This supercomputer fits in your pocket.

When you hear 'supercomputer' and 'small' in the same sentence, you likely wonder how small a room are they talking about. However, when the folks at MIT and Texas Advanced Computing Center say small, they mean small as in pocket-sized.

A collaboration between MIT and the Texas Advanced Computing Center has led to an Android application that the two institutions claim can do honest-to-goodness supercomputing.

TACC explains that the team at MIT performed a series of expensive high-fidelity simulations on TACC's Ranger supercomputer and then generated a smaller, reduced model, which was used to create an Android application for a Nexus One.

"You don’t need to have a high-powered computer on hand," insists David Knezevic, a post-doctoral associate in mechanical engineering at MIT. "Once you've created the reduced model, you can do all the computations on a phone."
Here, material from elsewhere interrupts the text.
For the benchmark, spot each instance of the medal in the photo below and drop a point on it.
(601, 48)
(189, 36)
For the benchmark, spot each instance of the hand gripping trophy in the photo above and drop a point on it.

Though this kind of model reduction has been done before, TACC says the MIT system's real advantage is its rigorous error bounds, which tell the user the range of possible solutions, and provide a metric of whether an answer is accurate or not.

Knezevic goes on to say that using a reduced scale model also results in faster computations.

"The payoff for model reduction is larger when you can go from an expensive supercomputer solution to a calculation that takes a couple of seconds on a smart phone," he said. "That’s a speed up of orders of magnitude."

 Check out MIT for a video of the process in action, or TACC to learn more about how they did it.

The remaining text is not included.